Essayons encore, malgré les frissons et les bâillemens qui me désolent. Par où commencer ? Parlerons-nous de ton office d’exécuteur testamentaire ? Tu es menacé d’une double fonction. Je crois réellement que tu peux m’envoyer un cercueil et un drap mortuaire. Je serai prêt pour l’usage, lorsqu’ils arriveront. Quelle petite folle que cette Miss Harlove ! Je te garantis qu’elle se repentira de m’avoir refusé. Une jeune veuve si charmante ! Qu’elle regrettera d’avoir manqué l’occasion ! Quel éclat n’aurait-elle pas répandu sur sa parure funèbre ? Quelles lumières ! Quelles ombres ! Devenir veuve au premier des douze mois, c’est un des plus grands bonheurs qui puissent arriver à une belle femme… laissez-moi. Je veux écrire. Que faire, si je n’écris point ? On m’arrache la plume, Belford.
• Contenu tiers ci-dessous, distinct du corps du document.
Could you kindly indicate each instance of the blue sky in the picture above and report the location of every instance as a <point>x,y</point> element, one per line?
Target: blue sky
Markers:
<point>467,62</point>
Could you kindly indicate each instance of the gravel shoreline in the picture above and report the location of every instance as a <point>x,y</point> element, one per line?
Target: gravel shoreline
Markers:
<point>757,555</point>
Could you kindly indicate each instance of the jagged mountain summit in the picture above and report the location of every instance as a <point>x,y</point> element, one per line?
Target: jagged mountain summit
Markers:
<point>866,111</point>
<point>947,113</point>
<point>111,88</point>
On ne veut pas que j’écrive. Je suis donc bien mal, puisqu’on m’interdit toute espèce d’application.

Tu parais piqué, mon cher. Est-ce pour m’avoir mordu ? Je te trouve fort plaisant à mon tour. Crois-tu que deux amis n’aient pas quelquefois le privilége de quereller, comme l’homme et la femme ? Et quelles peuvent être ici les conséquences ? Je ne suis pas en humeur de me battre à présent. Tu peux me croire aussi patient que le poulet qu’on me présente avec mon bouillon : car je suis déjà réduit à ce point.

Mais, tout indépendant que tu es pour l’exécution testamentaire, je ne t’en déclare pas moins que jamais je ne souffrirai que tu exposes mes lettres. Elles sont trop ingénues de la moitié, pour être vues. J’insiste absolument que tu les jettes au feu sans exception, après avoir reçu celle-ci.

Ne laisse pas de m’écrire, et tâche, s’il est possible, de m’envoyer la copie de tout ce qui s’est passé entre Miss Harlove et Charlotte. Je te promets de ne pas ouvrir la bouche sur les communications de cette nature. Mais, crois-moi, les généreuses offres que mes parens font à ma charmante, ne changent rien au dégoût que j’ai pour eux. Vois seulement qu’elle est aussi fière qu’implacable. Il est impossible de l’obliger. Elle aimerait mieux vendre jusqu’au dernier de ses habits, que d’avoir la moindre obligation à personne, quoiqu’elle soit sûre de faire plus de plaisir qu’elle n’en recevroit.

ô Dieu ! Dieu !… par ma foi ! Je me crois mourant. Adieu, Belford. Je me suis trouvé si mal, dans l’endrait où la douleur m’a interrompu, que j’ai été forcé de quitter ma plume. Que penses-tu de cet accident ? Mon oncle, averti par mes gens, s’est hâté de faire appeler le ministre de la paroisse, car l’aumônier du château est absent. Ils m’ont trouvé sur mon lit, dans ma robe de chambre, et tout-à-fait sans connaissance. En ouvrant les yeux, qu’ai-je vu autour de moi ? Le ministre à genoux d’un côté, et milord de l’autre. Madame Greme, qu’on a fait venir pour me servir de ce qu’ils appellent une garde, était dans la même posture au pied du lit. Je remercie le ciel, ai-je dit à milord, dans une espèce d’extase : où est Miss Harlove ?… j’ai cru de bonne foi qu’ils étoient prêts à me marier. Ils ont pris mon discours pour un délire, et leurs prières ont redoublé à plus haute voix. Ce bruit m’a réveillé les sens. J’ai sauté de mon lit à terre, j’ai mis mes pieds dans mes mules, j’ai ouvert une de mes poches, et j’en ai tiré ta dernière lettre, avec les méditations de ma charmante.